Uncanny axemen turn on display
By HELEN JACK firstname.lastname@example.org WOOD-CHOPPERS Jonathan Blais, from Canada, and Will Roberts and Matthew Marks, of New York State in the US, could not wait to test their mettle against the best at Brunswick Heads on the weekend.
"We started wood-chopping about three years ago while studying at university, and heard the Australians and New Zealanders were the best, so we are here to learn," Will said.
The woodchop event that began in 1961 with only 27 axemen today boasts 116 men, 12 women and 12 boys, who have travelled from across Australia, New Zealand and North America.
Matthew said the level of competition in the United States was not as high as in Australia.

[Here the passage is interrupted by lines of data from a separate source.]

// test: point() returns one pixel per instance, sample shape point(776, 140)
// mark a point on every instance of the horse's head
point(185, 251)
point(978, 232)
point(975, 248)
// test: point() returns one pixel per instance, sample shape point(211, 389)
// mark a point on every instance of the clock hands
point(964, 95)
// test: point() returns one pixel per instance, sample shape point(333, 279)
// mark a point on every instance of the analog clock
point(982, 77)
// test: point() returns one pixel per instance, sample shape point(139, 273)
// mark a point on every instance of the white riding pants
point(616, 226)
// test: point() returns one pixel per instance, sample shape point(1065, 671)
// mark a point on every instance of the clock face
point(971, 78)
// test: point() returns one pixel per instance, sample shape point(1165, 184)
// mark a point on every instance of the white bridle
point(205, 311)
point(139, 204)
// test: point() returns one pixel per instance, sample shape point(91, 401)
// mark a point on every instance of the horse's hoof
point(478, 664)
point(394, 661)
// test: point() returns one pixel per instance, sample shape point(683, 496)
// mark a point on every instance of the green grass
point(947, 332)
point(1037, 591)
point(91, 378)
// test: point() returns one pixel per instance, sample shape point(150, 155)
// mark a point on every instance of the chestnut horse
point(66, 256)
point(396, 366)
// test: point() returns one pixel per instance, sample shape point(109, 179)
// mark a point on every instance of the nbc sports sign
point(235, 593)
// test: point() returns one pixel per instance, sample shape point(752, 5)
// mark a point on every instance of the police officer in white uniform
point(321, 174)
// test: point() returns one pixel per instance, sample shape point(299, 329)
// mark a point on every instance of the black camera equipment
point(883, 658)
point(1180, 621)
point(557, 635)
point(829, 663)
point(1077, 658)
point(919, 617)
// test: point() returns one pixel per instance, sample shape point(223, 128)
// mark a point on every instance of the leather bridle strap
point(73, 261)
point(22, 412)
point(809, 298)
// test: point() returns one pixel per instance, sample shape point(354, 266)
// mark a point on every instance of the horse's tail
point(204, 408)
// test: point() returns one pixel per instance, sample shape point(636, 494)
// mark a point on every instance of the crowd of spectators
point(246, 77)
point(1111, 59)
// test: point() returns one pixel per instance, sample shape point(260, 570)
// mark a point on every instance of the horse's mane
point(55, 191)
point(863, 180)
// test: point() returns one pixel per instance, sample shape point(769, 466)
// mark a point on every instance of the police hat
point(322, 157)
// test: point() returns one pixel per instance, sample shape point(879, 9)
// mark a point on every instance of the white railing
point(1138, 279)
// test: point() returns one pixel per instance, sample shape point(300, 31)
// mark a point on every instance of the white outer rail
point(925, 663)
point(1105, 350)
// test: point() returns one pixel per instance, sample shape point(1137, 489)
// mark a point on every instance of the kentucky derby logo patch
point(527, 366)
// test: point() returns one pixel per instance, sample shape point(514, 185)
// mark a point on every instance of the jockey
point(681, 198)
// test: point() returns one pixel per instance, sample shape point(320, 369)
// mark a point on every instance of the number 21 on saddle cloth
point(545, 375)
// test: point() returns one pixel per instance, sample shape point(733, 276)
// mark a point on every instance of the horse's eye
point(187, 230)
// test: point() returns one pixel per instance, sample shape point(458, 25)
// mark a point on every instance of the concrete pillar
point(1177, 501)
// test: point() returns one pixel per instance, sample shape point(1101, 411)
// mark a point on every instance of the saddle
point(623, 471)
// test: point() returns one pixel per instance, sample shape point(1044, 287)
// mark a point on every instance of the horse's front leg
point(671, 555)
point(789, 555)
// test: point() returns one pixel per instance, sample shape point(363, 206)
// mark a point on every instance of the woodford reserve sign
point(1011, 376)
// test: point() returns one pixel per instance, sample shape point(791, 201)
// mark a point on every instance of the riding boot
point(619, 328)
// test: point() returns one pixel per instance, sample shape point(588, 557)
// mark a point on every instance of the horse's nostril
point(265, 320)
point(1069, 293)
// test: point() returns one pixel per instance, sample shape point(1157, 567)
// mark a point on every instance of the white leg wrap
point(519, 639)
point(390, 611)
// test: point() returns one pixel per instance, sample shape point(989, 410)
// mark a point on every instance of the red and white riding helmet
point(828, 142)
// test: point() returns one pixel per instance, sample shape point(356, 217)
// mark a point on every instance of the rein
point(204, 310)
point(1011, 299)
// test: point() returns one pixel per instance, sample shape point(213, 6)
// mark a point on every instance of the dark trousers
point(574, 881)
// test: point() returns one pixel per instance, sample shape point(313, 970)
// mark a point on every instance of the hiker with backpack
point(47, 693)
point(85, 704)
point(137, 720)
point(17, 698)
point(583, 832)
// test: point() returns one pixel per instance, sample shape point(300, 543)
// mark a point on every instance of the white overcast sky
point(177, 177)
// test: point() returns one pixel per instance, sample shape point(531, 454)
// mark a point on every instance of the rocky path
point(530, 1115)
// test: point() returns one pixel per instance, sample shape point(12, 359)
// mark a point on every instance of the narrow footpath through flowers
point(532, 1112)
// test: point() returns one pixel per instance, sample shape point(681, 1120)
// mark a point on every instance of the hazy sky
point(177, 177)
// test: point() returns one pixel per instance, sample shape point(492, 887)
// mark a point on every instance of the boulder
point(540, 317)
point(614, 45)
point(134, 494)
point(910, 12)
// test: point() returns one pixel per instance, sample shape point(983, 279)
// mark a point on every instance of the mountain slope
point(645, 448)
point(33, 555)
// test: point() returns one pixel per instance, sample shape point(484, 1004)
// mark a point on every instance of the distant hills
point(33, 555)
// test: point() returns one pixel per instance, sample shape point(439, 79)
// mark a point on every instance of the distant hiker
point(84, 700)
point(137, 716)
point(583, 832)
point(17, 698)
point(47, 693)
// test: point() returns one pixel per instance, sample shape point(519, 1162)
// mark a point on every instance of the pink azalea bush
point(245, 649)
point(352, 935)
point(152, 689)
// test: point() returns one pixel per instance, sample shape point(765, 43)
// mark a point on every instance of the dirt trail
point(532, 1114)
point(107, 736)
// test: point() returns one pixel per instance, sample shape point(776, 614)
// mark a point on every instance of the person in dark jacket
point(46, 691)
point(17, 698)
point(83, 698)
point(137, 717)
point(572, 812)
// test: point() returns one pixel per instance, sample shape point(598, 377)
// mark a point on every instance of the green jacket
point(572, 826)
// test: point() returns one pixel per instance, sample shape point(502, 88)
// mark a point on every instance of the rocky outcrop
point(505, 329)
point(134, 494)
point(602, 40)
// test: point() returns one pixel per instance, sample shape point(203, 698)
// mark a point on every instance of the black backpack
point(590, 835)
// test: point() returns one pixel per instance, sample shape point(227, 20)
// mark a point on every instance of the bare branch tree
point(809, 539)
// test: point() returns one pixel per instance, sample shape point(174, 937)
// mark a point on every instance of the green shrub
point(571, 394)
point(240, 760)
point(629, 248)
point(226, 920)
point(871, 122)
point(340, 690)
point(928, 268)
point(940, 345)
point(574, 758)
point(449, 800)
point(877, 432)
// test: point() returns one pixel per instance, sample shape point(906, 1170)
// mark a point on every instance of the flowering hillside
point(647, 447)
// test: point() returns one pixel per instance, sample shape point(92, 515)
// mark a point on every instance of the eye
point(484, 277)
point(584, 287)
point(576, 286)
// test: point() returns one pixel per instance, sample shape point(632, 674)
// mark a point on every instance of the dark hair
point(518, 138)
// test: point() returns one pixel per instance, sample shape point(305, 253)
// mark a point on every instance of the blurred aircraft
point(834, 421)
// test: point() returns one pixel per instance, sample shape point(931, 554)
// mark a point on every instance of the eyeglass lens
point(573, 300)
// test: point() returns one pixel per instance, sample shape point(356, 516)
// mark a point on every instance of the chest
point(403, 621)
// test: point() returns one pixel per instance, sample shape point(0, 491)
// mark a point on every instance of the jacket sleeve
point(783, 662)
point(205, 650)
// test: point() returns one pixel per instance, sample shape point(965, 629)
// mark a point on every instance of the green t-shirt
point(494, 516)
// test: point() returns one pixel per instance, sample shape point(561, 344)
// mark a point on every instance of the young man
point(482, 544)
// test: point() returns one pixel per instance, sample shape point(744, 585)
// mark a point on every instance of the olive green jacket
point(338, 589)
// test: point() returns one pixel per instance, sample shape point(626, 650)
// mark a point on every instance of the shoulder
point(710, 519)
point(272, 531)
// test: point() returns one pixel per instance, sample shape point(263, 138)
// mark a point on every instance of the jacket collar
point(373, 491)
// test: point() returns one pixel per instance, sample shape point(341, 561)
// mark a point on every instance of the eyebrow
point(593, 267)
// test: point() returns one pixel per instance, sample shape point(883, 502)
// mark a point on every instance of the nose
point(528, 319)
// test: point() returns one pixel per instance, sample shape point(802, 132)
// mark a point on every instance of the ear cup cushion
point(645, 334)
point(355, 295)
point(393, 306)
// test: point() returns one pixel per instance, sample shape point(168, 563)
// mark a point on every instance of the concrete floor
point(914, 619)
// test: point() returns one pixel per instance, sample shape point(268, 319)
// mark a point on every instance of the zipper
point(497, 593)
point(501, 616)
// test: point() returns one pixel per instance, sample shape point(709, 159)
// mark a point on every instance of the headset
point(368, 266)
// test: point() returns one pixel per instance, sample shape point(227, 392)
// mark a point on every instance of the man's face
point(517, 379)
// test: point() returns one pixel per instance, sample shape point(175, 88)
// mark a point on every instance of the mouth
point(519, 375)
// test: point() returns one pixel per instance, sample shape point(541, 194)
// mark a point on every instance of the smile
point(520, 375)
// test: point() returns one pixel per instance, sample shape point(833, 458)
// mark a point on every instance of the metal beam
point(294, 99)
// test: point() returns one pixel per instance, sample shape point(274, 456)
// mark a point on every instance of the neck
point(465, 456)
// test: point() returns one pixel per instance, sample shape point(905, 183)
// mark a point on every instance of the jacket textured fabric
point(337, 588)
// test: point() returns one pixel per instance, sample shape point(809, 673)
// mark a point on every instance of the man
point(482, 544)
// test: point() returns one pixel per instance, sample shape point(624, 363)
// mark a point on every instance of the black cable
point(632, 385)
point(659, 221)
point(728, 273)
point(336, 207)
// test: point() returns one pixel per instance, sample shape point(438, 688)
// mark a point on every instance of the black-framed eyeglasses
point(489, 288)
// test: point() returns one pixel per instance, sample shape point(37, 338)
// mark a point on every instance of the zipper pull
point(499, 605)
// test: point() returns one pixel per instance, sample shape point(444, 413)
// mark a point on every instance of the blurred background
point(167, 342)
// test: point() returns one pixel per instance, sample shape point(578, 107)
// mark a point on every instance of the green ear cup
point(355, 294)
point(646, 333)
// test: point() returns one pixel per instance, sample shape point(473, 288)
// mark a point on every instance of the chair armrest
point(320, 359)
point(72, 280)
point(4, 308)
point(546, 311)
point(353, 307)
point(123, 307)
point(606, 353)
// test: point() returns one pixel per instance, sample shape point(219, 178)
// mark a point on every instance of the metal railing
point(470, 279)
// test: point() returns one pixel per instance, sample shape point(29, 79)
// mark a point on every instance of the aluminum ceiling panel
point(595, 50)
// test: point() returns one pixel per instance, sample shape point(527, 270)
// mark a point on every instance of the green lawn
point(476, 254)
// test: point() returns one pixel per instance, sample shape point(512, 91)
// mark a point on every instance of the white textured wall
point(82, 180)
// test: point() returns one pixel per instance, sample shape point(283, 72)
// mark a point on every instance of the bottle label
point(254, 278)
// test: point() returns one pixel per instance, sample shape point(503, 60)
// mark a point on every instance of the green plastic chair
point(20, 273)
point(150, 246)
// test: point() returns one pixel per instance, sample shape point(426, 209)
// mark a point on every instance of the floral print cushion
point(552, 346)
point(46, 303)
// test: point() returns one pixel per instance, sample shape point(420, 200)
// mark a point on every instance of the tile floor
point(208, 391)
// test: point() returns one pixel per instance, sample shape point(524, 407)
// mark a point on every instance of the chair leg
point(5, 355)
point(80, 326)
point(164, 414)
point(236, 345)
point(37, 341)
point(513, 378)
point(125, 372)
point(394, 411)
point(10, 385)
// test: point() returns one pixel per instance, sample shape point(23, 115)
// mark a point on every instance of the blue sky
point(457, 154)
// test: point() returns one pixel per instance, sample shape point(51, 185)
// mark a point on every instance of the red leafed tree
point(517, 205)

"I have learnt so many things, but the most significant for me is to have patience," he said.
"Many of these people have been chopping since they were eight years old and that is why they are the best in the world.
"We are just first generation choppers where we come from and have taught ourselves by just trying to figure it out the best we can.
"We are taking videos of the best choppers and of ourselves, and basically coaching each other."
Woodchop secretary Joy Slater said the number of axemen competing was highest in 1970, with 156 choppers.
Their numbers then dwindled in the 1980s and 1990s, but picked up again as new generations picked up the axe.
"It's like a big family, helping each other and then competing against each other," she said. "And at the end of the day they will have a beer together."
Will won the underhand 300ml event and Jonathan placed third in the double-handed saw event.
Men's Champion of Champions was New Zealander Jason Wynyard, with his wife Karmyn taking out the women's title.